Coaches wait to greet the cruise ships and to take them on a tour, but we hired a taxi as I wanted to explore and ask questions without waiting for tourists.

Prices are fixed. I paid Gil the taxi driver 60 euros. He didn’t speak English, but luckily I speak Spanish.

Several of the other drivers spoke other languages, including English.

The guide who greeted the passengers ashore, an English lady who has lived there for years, was surprised that an English person could speak Spanish. Shameful really, isn’t it?

There are around 19,000 natives who live on the island. But sadly the younger generation doesn’t want to work on the land and they’re leaving the island.

All over the island there are abandoned terraces up the sides of the mountains which were originally built to grow maize.

A lot of hard work went into the construction of their dry-stone walls and it’s sad to see the efforts of past generations left to fall to bits.

Aloe vera grows wild everywhere. There could be some effortless businesses from it, I thought.

A lot of rain falls in certain months, which is why the island is so green.

We drove up the winding road, climbing higher and higher. And the views are spectacular!

Most ot La Gomera is a National Park, and protected by UNESCO.

La Gomera has an ancient language called Silbo Gomero. It’s a unique language, because it’s whistled!

It can be heard two miles away, across the mountains. It nearly died off, but the forward-thinking La Gomera Government rescued it by making it obligatory in all the schools.

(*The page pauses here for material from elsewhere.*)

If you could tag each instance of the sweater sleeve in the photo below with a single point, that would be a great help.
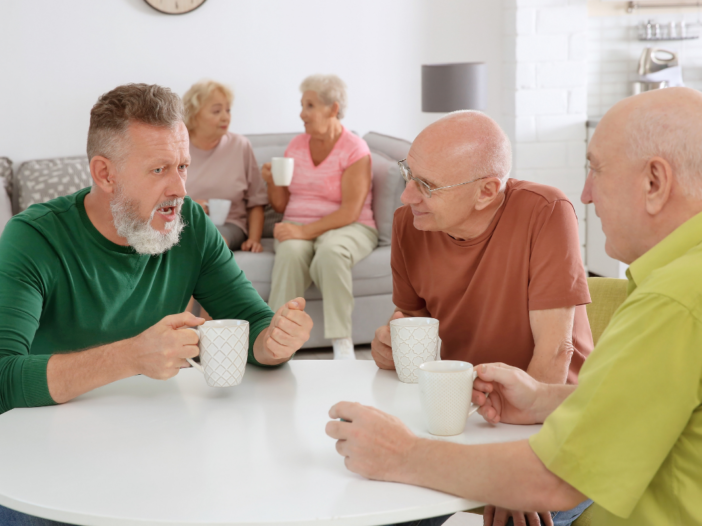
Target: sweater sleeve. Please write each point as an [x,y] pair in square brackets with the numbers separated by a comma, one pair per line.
[22,289]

What fun to be able to contact your friends and hold a conversation just by whistling! I wish we could have done it when I was a child!

It must be confusing if someone buts in though. And so must the echoes!

We drove through the tunnel, which was dug out by hand over 100 years ago. It goes through a mountain and knocked a lot of time off the route along the perilous road.

We could see the hospital down below.

There are medical centres in each town, and for emergencies a helicopter flies to La Gomera from Tenerife.

Plenty of wine is produced on the island, red, white and rose. But it’s not exported. It’s only sold on La Gomera.

Goat meat is popular, and also goat’s cheese.

Gil the driver gave me a popular recipe for Almorote. This is grated hard goat’s cheese mixed with some finely chopped chilli and olive oil, served on toasted bread.

Here’s another local recipe.


Pulp pf a mango, blitzed.

Mix with sweet cream, vanilla ice-cream, some fresh milk and a dash of sugar.


Apart from that, the menus are mainly typical Canary Island food, like Mojo Rojo, salsas and papas arugadas.

Rabbit is a popular meat. But they also cater for all tastes, with the normal steaks, salads, burgers and chips and similar things.

Back on the seafront in the capital, Saint Sebastian, we strolled around the calm streets.

Up one street is the house where Columbus stayed, and also the church where he prayed before setting off on his voyage to America.

People are very friendly, and the prices are low.

In one shop, the lady asked me where we were from. When I said I was on a cruise, she asked what time we were leaving. I told her and she said, Good, I’ll close the shop then for lunch!

We had a beer, sitting on the seafront and watching the world slowly pass by. Then reluctantly, it was time to return to the ship.

I really want to go back to La Gomera, but getting there isn’t going to be easy!